I've been suffering with edema lately. To put that in lamens terms, it's when your body parts, in my case hands, feet, and ankles, swell up. I am finding that if I spend more than a couple of hours on my feet, my ankles completely disappear and I appear to have a calf that extends down to my foot. Commonly referred to as "cankles". Very unsightly.
In addition to the cankles, my toes are so swollen that they have lost the ability to bend and resemble those little mini sausages you get in a can of beenie weenies. Lovely. I can't fit into any of my totally cute sandals now. Thank the makers of Crocs for the best flip-flops ever! Every pregnant woman needs a pair of crocs. I know they're ugly, but get over yourself and buy some.
When we were in Chicago, I got a weird swelling - it was behind both my knees. Gross! It has only happened once since then, and I can attribute it to my office chair.

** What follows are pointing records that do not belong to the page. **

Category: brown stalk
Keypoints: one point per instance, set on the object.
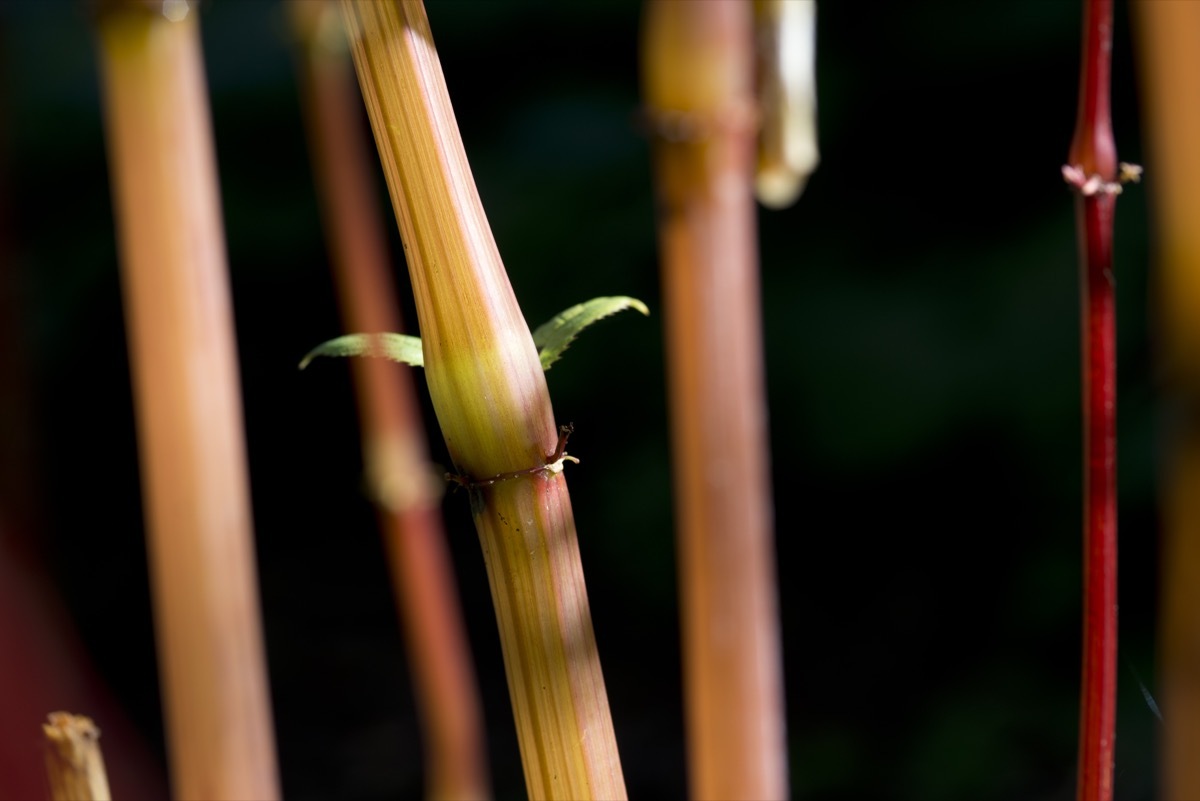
(73, 763)
(493, 408)
(187, 401)
(400, 477)
(1169, 54)
(699, 90)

My fingers are nice and fat when I wake up in the mornings, too. They tend to decrease in size as the day goes on and I drink lots of water. My wedding ring sure does make a lovely dent in my sausage fingers, though. At least when I have to take it off I won't have to endure the evil stares of the judgemental old ladies at the grocery checkout who notice the absence of a ring and assume you're an unwed mother and doomed to hell! no. I have my wedding ring indentation that clearly tells them that I'm no sinner ;-)
A swift kick in the ribs, anyone?? nobody can ever prepare you for when you're sitting at dinner with your friends, and suddenly, seemingly for no good reason, someone kicks you right in your 3rd rib on the left. I'm not talking a little tap here. I mean the kind that causes you to jump up, swear, and look for the nearest person to retaliate on. Sadly, the person who did it is INSIDE you. In that creepy "The call is coming from inside the house" scary movie kind of way!

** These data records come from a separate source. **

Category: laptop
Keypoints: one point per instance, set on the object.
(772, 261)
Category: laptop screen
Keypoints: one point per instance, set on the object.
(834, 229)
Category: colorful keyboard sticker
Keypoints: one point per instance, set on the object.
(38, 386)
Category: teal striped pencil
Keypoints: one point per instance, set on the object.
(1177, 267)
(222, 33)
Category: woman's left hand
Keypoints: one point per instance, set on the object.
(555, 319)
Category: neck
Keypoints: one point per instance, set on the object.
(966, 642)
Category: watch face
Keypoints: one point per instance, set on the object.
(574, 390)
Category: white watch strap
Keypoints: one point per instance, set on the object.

Due to the swelling, I drink a lot of water. I'm talking 80 0z a day or more. You can imagine how often that translates into a trip to the toilet.
A penchant for pie - it's not a craving, but more of a preference for pie over anything else that might be available for me to eat. So the lesson here is to NOT have pie in the house. On Saturday morning, I ate blackberry pie and ice cream for breakfast! And I didn't even feel guilty one bit.
I still can't claim to have had any cravings. Brian is feeling a little disappointed because he feels he hasn't been able to come to my rescue as my knight in shining armour, bearing the very thing that I'm craving, at ridiculous hours of the night. I'm still convinced that these stories you hear about women sending their men out in the middle of the night for pickles and ice cream are merely urban legend.
And finally - this isn't really an ailment, but just a sign that I'm getting incredibly bored with being pregnant - I'm very tired of strangers asking me when my baby's due, what it is, and how I feel. I'm thinking of printing up a card to hand out that says:
Thank you for your kind inquiry. I hope this card will satisfy your curiosity:
- It's due on July 4th
- We're hoping it's human
- I'm fine, but my feet are swollen and I need to pee, so much as I'd LOVE to regale you with the details of my pregnancy, I must dash!